Зловещее проклятие - Гладкий Виталий Дмитриевич - Страница 18
- Предыдущая
- 18/32
- Следующая
– Вы говорили, что наиболее близким человеком, после вас и Алифановой, из ее друзей и товарищей был ей…
Майор заглянул в свои записи
– Был ей артист вашего театра Артур Тихов. Я не ошибся?

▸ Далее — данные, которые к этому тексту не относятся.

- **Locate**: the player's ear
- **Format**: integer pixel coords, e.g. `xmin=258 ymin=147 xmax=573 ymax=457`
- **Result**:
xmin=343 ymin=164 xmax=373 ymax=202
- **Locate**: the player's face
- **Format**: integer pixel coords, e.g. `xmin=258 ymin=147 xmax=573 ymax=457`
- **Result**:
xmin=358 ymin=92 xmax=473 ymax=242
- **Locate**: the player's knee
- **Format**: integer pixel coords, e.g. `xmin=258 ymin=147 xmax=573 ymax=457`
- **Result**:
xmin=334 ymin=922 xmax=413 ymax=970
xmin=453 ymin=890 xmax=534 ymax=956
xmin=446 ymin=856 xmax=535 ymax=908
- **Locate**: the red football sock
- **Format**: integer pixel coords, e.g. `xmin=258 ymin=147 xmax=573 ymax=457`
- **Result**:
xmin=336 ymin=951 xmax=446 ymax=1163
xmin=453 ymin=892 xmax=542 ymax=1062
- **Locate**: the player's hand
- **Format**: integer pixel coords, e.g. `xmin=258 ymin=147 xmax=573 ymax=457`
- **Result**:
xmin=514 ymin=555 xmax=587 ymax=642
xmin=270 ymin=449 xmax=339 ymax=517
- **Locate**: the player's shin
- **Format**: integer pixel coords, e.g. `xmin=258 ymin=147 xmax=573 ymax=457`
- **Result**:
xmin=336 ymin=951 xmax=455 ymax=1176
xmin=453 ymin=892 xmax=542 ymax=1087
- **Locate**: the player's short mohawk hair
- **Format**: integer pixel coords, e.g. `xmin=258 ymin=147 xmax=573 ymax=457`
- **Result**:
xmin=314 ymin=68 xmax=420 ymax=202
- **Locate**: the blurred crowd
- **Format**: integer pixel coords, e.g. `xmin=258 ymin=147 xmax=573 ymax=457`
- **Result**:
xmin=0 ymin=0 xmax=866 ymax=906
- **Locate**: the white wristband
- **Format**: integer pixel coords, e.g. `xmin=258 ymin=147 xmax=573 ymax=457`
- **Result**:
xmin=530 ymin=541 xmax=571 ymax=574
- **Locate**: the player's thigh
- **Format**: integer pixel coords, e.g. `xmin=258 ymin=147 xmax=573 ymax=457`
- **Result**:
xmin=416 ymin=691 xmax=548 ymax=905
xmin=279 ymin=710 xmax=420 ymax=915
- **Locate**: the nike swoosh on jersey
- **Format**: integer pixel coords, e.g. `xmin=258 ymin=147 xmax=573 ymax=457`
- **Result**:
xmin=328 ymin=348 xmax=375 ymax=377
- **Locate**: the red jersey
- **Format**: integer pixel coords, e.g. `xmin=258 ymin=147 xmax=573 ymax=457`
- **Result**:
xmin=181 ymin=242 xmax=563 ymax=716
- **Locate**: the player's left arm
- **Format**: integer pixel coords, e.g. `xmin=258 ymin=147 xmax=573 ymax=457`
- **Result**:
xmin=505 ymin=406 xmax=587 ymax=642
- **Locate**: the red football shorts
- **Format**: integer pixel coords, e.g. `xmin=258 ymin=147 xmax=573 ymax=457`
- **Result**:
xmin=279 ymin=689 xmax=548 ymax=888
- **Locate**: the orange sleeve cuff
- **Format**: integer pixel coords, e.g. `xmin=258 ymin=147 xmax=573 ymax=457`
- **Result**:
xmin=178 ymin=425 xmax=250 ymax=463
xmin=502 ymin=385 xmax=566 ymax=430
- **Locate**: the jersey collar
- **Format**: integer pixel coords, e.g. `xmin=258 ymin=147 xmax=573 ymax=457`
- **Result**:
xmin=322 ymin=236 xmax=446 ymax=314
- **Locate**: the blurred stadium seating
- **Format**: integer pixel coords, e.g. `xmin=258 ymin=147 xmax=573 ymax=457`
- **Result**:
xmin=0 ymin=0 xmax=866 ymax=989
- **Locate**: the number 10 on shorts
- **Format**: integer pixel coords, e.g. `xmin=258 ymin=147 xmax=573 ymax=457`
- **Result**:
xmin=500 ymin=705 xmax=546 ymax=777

– Именно так. Мне кажется, они любили друг друга.
– Почему – кажется?
– Они встречались со студенческой скамьи. И с виду у них отношения и впрямь были, как у влюбленных. Но я-то хорошо знаю историю их взаимоотношений…
– Расскажите, пожалуйста.
– Знаете, как-то неудобно мне сейчас говорить о Вале что-либо дурное… Хотя, это как посмотреть. Дело в том, что Артур учился в нашей группе. И был… в общем, неравнодушен ко мне. Мы даже встречались некоторое время… Но потом Валя оказалась… ну, скажем, удачливей, и Артур стал уделять больше внимания ей. Тогда мы с Валей поссорились, но вскоре я встретила Владислава, и вновь наши отношения стали дружескими. Так вот, достаточно хорошо зная Валю, ее резкий, взрывной характер, трудно поверить, что она по-настоящему способна полюбить Артура.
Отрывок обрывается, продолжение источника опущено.